A year as a full-time volunteer and continued involvement in rural development after she became a lecturer at Thammasat University continued her education, and inculcated a passionate desire for change. “But as a lecturer I thought that I could work until I died, and nothing was going to change.”
She originally applied to run for the Democrat Party in Bangkok, but they told her to instead accept a scholarship for her masters-good advice as it worked out, for that parliament was short-lived. After completing her masters in 1979, Khunying Supatra took her father’s old seat in Nakhon Si Thammarat in the deep South, becoming part of the then small Democrat Party, which had only 32 seats in that parliament.
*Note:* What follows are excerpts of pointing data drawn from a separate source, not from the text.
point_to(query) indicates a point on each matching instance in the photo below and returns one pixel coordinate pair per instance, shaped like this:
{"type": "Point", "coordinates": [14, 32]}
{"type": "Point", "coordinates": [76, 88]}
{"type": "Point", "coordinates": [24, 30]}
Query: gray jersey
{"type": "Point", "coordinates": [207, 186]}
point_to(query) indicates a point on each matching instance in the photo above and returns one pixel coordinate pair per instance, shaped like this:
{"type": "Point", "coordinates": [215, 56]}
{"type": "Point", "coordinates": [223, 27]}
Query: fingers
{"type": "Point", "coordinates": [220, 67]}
She started with big aims – wanting to change the broad sweep of Thai politics. “After a few years I realised not everyone thinks the same things, so you have to come back and work on the details, the small things to improve the life of the voters. At my first interview they asked me ‘how would you promote democracy?’ I replied ‘Don’t worry, if we have elections quite often it will become better.’ Now of course I realize that it’s not true – right now it’s worse.”
“If you spoke about women’s issues people would giggle, laugh at you, tease you,” recalls Khunying Supatra of her early years in Parliament, when she found it easier to promote ‘people’ issues. “That was the first time people under 30 could run. There were four of us, they looked at us as ‘cute’ but after I showed them my work they changed their minds.”
That required exceptional work on the young female representative’s part: “maybe three times as much as the men,” she recalls.
Speaking about ‘people issues’, the Democrat’s won the first big battle for women’s rights-the opportunity to be a village head. “I said why don’t we give villagers the chance, they will know very well who should be their leader. Let them decide – not the parliament. Because of this argument we won by three or four votes.”
So what’s her greatest achievement for Thai women?: “I don’t think there has been anything big yet. Maybe the biggest win has been in terms of attitudes, which are gradually changing, but still have a long way to go.”.
That might equally describe Khunying Supatra’s future – where and how high she goes remain to be seen, but there’s little doubt she’ll be a prominent figure on the political stage for many years to come.